With BookKeeper’s design, where bookies write data locally into both a journal and a ledger, we noticed that the peak stable throughput was effectively half of what Kafka was able to achieve. We found that this fundamental design choice has a profound negative impact on throughput, which directly affects cost. Once the journal disk was fully saturated on the BookKeeper bookies, the producer rate of Pulsar was capped at that point.
Figure 8. Prometheus node metrics showing BookKeeper journal disk maxed out for Pulsar and the resulting throughput measured at the BookKeeper bookies. See raw results for details.
To further validate this, we also configured BookKeeper to use both disks in a RAID 0 configuration, which provides BookKeeper the opportunity to stripe journal and ledger writes across both disks. We were able to observe that Pulsar maxed out the combined throughput of the disks (~650 MB/s) but was still limited to ~340 MB/s of peak stable throughput.
Figure 9. Prometheus node metrics showing BookKeeper journal disks still maxed out with a RAID 0 configuration
Figure 10. Prometheus node metrics showing RAID 0 disk getting maxed out and the resulting throughput measured at the Pulsar brokers. See raw results for details.
Pulsar has a tiered architecture that separates the BookKeeper bookies (storage) from the Pulsar brokers (caching/proxy for the storage). For completeness, we therefore also ran the throughput test above in a tiered deployment that moved the Pulsar brokers to three additional compute-optimized c5n.2xlarge
(with 8 vCores, 21 GB RAM, Upto 25 Gbps network transfer, EBS-backed storage
) instances. The BookKeeper nodes remained on the storage-optimized i3en.2xlarge instances. This resulted in a total of six instances/resources for Pulsar and BookKeeper in this special setup, with 2x extra CPU resources and 33% extra memory than what was given to Kafka and RabbitMQ.

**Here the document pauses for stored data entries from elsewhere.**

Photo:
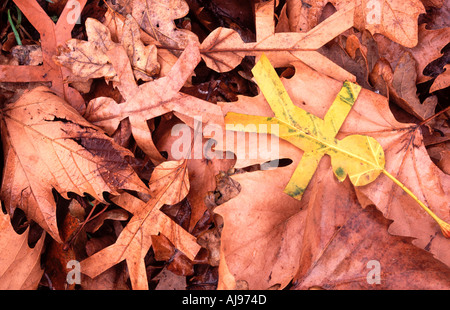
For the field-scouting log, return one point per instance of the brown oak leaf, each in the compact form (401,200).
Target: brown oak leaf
(47,145)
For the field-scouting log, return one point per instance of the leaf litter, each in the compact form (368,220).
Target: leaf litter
(90,157)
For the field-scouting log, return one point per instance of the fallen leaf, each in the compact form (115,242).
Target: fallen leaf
(52,35)
(404,91)
(428,49)
(150,100)
(396,19)
(169,183)
(157,19)
(343,244)
(47,145)
(20,267)
(202,169)
(223,49)
(251,228)
(442,81)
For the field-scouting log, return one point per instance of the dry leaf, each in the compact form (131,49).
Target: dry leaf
(223,49)
(89,59)
(169,183)
(202,170)
(342,243)
(151,99)
(249,229)
(52,35)
(442,81)
(47,145)
(20,265)
(396,19)
(157,17)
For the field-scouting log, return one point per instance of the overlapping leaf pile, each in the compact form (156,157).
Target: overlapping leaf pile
(92,168)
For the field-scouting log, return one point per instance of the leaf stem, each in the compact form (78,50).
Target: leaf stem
(434,116)
(16,34)
(445,227)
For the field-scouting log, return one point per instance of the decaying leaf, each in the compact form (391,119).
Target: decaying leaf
(396,19)
(151,99)
(169,184)
(88,59)
(20,267)
(223,49)
(47,145)
(404,153)
(52,35)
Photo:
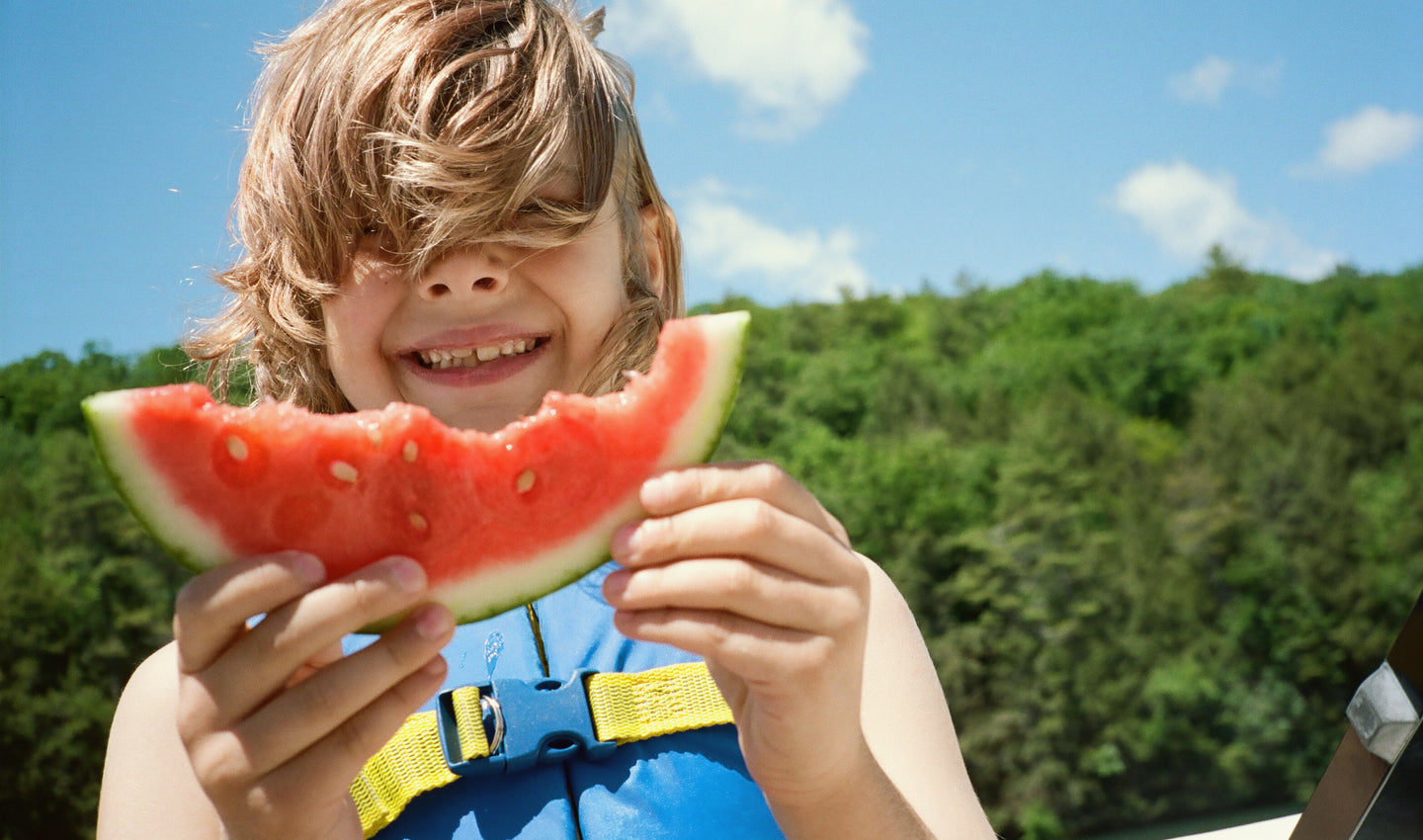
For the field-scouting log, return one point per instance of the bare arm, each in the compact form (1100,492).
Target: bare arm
(838,710)
(256,732)
(148,788)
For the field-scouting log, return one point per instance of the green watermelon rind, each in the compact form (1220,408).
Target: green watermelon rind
(194,543)
(178,530)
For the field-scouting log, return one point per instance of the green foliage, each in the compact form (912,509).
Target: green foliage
(84,594)
(1153,542)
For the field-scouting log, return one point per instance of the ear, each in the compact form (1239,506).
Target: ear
(652,245)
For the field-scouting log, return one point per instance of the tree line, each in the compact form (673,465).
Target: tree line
(1153,540)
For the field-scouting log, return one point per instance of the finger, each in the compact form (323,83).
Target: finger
(269,655)
(212,608)
(679,490)
(332,762)
(740,527)
(317,707)
(339,756)
(754,591)
(752,651)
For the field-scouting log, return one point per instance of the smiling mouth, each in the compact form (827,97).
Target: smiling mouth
(475,356)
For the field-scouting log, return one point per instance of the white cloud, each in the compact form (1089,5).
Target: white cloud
(1207,81)
(1187,212)
(1370,138)
(729,242)
(788,60)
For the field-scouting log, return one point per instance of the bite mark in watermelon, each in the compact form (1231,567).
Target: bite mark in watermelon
(497,520)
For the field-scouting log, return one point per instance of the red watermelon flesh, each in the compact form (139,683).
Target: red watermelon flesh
(497,520)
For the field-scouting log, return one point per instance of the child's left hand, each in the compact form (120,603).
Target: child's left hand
(741,565)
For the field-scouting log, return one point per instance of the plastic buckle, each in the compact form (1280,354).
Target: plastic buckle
(537,722)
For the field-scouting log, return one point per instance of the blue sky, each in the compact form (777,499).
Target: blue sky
(807,145)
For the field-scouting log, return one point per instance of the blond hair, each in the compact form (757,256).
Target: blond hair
(434,122)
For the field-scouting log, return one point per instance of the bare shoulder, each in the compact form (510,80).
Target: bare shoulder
(148,788)
(907,720)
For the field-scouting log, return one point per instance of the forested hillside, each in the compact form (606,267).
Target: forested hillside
(1154,540)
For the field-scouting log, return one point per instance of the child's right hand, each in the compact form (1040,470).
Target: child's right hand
(274,720)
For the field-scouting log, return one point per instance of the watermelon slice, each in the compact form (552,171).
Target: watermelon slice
(497,520)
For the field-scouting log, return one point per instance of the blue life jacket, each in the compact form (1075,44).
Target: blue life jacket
(688,785)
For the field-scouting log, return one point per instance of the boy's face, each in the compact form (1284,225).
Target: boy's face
(485,332)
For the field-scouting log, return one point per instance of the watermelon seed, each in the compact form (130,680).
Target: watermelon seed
(345,471)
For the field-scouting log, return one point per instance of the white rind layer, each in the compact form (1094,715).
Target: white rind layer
(197,545)
(191,540)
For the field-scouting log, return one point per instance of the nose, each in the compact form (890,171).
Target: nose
(469,271)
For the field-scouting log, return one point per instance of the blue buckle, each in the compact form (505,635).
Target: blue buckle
(534,723)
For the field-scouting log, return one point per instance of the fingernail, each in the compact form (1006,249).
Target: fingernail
(307,568)
(624,540)
(434,623)
(407,574)
(615,584)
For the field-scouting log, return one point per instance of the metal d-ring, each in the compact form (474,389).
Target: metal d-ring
(488,704)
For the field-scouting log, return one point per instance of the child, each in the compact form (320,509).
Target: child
(433,178)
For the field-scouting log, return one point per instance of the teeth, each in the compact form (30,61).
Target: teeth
(471,356)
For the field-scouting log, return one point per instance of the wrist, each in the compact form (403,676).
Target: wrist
(854,798)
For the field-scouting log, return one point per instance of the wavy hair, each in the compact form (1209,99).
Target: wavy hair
(434,122)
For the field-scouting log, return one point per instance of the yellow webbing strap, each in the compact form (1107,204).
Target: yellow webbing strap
(634,707)
(411,762)
(625,708)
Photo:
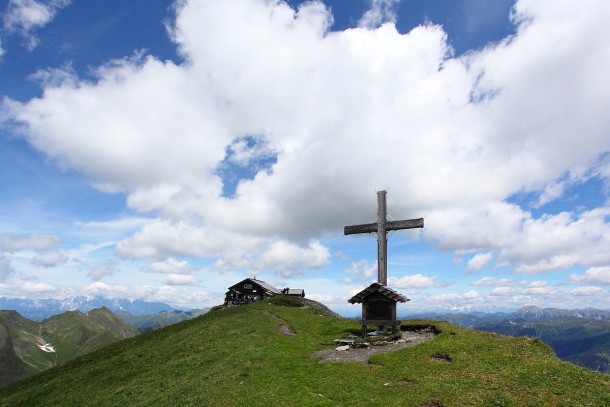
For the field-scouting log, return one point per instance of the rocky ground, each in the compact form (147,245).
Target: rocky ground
(347,353)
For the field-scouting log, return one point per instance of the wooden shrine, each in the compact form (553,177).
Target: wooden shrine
(378,307)
(378,301)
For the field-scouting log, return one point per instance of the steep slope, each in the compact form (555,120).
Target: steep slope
(28,347)
(570,337)
(241,356)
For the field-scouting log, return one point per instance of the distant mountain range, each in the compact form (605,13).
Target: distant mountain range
(28,347)
(37,310)
(579,336)
(147,323)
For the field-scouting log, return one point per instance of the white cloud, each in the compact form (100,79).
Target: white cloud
(102,270)
(25,16)
(35,287)
(362,268)
(412,281)
(49,259)
(381,11)
(13,243)
(323,102)
(168,294)
(6,268)
(502,291)
(181,279)
(594,275)
(170,266)
(478,261)
(490,281)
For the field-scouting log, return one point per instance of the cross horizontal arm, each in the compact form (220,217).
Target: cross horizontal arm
(355,229)
(405,224)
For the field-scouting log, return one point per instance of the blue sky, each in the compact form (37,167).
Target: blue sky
(164,151)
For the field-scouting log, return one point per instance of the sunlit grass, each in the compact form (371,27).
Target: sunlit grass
(237,356)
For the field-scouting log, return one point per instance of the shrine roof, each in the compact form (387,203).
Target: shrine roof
(382,289)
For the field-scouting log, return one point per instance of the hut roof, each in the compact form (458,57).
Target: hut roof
(261,283)
(382,289)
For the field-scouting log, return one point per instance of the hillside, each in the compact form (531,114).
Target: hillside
(28,347)
(243,356)
(580,336)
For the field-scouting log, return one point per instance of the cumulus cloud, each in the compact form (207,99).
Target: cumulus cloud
(323,103)
(26,16)
(478,261)
(381,11)
(412,281)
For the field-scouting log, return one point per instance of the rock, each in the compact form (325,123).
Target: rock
(361,345)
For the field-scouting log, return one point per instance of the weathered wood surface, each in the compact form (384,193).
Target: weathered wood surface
(381,227)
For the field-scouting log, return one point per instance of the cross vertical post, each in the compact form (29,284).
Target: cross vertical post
(381,227)
(382,239)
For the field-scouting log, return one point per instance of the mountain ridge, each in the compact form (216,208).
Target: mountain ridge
(240,356)
(29,347)
(40,309)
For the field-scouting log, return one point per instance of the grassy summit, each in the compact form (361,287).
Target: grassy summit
(240,357)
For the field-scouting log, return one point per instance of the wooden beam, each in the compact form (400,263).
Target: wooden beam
(355,229)
(405,224)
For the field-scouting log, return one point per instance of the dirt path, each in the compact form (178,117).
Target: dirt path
(362,355)
(282,327)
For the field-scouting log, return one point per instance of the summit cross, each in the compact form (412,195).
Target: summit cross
(382,227)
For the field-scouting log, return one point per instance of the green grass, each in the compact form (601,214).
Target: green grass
(237,357)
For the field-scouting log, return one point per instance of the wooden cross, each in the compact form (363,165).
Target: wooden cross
(382,227)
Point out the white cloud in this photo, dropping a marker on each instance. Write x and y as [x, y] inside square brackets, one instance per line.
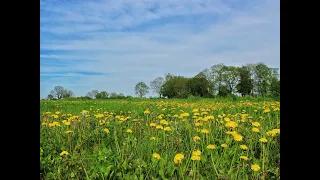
[142, 54]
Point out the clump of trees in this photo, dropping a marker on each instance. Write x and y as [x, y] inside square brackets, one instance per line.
[217, 81]
[221, 81]
[60, 92]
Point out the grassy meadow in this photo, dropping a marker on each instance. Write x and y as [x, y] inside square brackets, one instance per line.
[160, 139]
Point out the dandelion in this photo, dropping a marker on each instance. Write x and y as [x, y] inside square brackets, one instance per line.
[178, 158]
[244, 147]
[255, 167]
[211, 146]
[244, 158]
[263, 140]
[156, 155]
[64, 153]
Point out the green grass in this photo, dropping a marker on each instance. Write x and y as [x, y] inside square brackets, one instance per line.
[95, 154]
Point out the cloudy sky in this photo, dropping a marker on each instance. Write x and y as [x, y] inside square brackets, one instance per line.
[113, 44]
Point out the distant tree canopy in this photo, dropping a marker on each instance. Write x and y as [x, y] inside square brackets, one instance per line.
[217, 81]
[59, 93]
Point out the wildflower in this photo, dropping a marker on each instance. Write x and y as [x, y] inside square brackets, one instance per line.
[244, 147]
[106, 130]
[266, 110]
[156, 155]
[147, 111]
[159, 127]
[178, 158]
[224, 145]
[64, 153]
[196, 138]
[164, 122]
[263, 140]
[211, 146]
[231, 124]
[237, 137]
[255, 167]
[256, 124]
[244, 158]
[255, 130]
[205, 131]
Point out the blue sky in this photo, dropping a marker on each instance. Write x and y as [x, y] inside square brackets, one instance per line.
[112, 45]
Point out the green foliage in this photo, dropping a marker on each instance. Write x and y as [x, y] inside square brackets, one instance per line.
[141, 89]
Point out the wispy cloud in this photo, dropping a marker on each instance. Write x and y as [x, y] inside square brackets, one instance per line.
[120, 42]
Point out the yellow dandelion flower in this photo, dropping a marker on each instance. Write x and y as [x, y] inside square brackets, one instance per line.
[255, 167]
[156, 155]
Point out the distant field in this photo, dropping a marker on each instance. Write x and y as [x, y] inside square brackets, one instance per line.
[159, 139]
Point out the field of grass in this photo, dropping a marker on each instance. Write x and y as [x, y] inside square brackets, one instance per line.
[160, 139]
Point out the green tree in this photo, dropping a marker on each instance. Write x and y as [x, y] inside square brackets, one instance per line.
[245, 85]
[156, 85]
[175, 87]
[102, 95]
[141, 89]
[199, 86]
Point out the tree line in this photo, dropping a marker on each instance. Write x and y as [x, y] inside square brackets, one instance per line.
[217, 81]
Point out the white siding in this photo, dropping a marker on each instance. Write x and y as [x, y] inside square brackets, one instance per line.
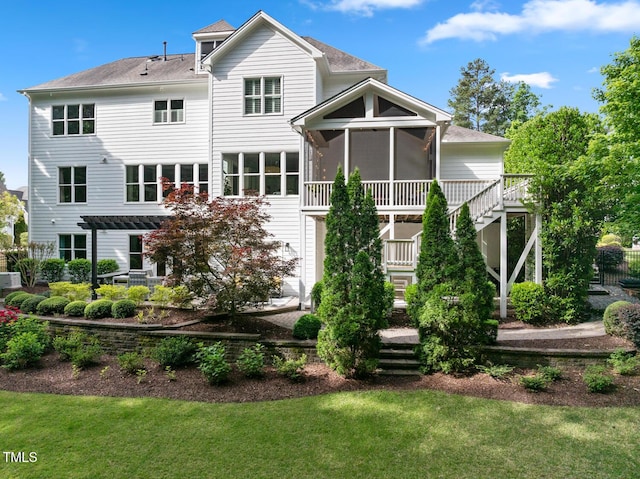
[124, 134]
[470, 162]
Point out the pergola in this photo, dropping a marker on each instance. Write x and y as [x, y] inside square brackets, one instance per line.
[130, 223]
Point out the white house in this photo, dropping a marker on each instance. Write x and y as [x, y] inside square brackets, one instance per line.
[254, 108]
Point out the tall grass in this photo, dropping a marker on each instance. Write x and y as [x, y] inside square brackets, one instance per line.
[348, 435]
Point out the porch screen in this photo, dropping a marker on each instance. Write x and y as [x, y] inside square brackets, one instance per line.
[413, 154]
[369, 151]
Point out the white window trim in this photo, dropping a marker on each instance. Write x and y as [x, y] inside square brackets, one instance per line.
[168, 111]
[65, 120]
[262, 95]
[177, 183]
[262, 174]
[73, 186]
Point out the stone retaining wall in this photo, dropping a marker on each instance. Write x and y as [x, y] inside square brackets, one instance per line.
[531, 358]
[118, 338]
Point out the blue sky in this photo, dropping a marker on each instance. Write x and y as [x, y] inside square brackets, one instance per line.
[557, 46]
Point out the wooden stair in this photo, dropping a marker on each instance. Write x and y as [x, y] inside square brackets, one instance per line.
[398, 360]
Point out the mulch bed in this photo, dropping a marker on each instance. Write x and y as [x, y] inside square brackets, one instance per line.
[53, 376]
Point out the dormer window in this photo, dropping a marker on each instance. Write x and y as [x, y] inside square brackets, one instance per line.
[208, 47]
[168, 111]
[262, 96]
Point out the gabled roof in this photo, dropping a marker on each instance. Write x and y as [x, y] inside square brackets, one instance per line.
[259, 19]
[340, 61]
[217, 27]
[334, 60]
[371, 84]
[458, 134]
[128, 72]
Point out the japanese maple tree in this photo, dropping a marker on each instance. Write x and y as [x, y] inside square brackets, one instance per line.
[219, 248]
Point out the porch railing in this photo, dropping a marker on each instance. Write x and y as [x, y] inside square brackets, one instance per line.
[398, 193]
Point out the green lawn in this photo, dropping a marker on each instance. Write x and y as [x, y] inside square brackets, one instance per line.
[349, 435]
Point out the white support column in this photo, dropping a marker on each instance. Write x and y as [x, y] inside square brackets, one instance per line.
[538, 250]
[392, 161]
[504, 278]
[437, 140]
[303, 262]
[347, 139]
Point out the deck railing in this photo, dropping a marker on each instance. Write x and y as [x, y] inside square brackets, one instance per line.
[398, 193]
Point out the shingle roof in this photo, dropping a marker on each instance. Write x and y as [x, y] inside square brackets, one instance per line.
[458, 134]
[129, 71]
[219, 26]
[340, 61]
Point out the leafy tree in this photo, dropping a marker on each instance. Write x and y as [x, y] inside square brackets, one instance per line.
[437, 261]
[353, 306]
[219, 249]
[479, 101]
[620, 148]
[570, 194]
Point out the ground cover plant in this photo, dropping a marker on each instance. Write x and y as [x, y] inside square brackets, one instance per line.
[408, 435]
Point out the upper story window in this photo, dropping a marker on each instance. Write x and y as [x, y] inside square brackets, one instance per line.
[168, 111]
[143, 183]
[77, 119]
[72, 184]
[262, 96]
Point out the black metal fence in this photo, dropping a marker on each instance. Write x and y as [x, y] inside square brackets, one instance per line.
[612, 267]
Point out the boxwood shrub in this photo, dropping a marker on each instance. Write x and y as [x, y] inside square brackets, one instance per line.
[53, 305]
[75, 308]
[98, 309]
[307, 327]
[30, 304]
[529, 302]
[16, 299]
[123, 308]
[612, 324]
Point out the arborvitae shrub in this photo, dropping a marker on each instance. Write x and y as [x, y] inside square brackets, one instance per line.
[307, 327]
[53, 305]
[124, 308]
[30, 304]
[98, 309]
[611, 320]
[529, 301]
[634, 267]
[75, 308]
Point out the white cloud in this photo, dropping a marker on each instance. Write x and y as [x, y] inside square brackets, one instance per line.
[539, 16]
[367, 7]
[540, 80]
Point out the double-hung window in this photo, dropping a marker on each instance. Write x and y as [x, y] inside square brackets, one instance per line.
[72, 246]
[262, 96]
[168, 111]
[77, 119]
[72, 184]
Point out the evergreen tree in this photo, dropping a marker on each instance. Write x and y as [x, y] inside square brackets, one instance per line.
[352, 306]
[437, 259]
[472, 268]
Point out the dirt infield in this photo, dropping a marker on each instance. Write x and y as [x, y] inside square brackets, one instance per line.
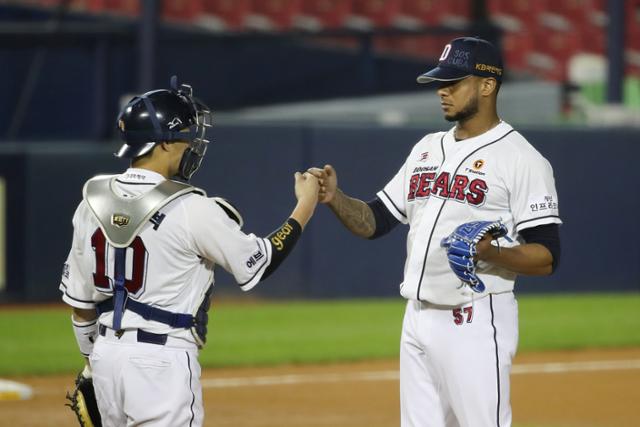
[595, 388]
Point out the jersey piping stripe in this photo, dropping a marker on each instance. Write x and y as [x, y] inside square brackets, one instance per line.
[394, 205]
[536, 219]
[136, 183]
[426, 252]
[264, 263]
[193, 396]
[495, 341]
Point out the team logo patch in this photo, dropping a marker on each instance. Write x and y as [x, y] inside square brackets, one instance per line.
[120, 220]
[477, 165]
[175, 122]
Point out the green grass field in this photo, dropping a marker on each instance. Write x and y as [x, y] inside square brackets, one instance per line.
[268, 333]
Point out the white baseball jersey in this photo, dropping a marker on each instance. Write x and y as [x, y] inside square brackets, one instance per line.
[169, 264]
[443, 183]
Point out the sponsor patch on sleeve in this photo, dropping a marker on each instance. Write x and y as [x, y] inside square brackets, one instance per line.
[545, 204]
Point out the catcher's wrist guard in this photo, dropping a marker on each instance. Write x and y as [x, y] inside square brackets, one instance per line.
[86, 333]
[83, 402]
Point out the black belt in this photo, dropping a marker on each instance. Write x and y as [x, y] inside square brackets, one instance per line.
[142, 335]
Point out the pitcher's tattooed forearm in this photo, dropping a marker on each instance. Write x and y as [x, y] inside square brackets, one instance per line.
[354, 214]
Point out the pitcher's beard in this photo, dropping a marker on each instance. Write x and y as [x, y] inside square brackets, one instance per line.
[469, 110]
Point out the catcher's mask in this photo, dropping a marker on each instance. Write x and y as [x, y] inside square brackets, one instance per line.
[166, 115]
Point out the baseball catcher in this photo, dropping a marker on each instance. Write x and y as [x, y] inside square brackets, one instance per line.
[461, 246]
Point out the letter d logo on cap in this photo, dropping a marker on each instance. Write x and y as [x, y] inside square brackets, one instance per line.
[445, 52]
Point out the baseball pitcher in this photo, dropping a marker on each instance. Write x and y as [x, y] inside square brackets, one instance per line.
[482, 208]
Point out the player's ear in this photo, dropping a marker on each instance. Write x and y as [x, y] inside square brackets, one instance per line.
[165, 146]
[488, 86]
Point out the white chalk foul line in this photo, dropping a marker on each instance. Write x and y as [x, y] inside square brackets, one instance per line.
[533, 368]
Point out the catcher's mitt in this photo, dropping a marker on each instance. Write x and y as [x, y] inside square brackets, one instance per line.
[461, 249]
[83, 402]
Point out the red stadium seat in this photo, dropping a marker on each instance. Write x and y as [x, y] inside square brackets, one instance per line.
[416, 13]
[274, 14]
[515, 15]
[224, 14]
[182, 10]
[327, 14]
[376, 13]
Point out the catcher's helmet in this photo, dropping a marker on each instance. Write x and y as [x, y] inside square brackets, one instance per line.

Even at the high throughputs, the system is mostly I/O bound, and we did not find any improvements from this setup. See the table below for the full results of this specific run. In fact, without any real CPU bottlenecks, Pulsar’s two-tier architecture simply seems to just add more overhead—two JVMs taking up more memory, twice the network transfer, and more moving parts in the system architecture. We expect that when network constraints (unlike our tests which offered a surplus of network bandwidth), Pulsar’s two-tier architecture would exhaust the network resources twice as quickly and thereby reduce performance.
Pulsar Deployment Model | Peak Produce Throughput (MB/s) |
Tiered | 305.73 |
Co-located | 305.69 |
RabbitMQ, unlike both Kafka and Pulsar, does not feature the concept of partitions in a topic. Instead, RabbitMQ uses an exchange to route messages to linked queues, using either header attributes (header exchanges), routing keys (direct and topic exchanges), or bindings (fanout exchanges), from which consumers can process messages. To match the setup for the workloads, we declared a single direct exchange (equivalent to a topic) and linked queues (equivalent to partitions), each dedicated to serving a specific routing key. End to end, we had all producers generating messages with all routing keys (round robin) and consumers dedicated to each queue. We also optimized RabbitMQ with best practices that were suggested by the community:
- Replication enabled (queues are replicated to all nodes in the cluster)
- Message persistence disabled (queues are in memory only)
- Consumer auto acking enabled
- Load-balanced queues across brokers
- 24 queues since RabbitMQ uses a dedicated core per queue (8 vCPUs x 3 brokers)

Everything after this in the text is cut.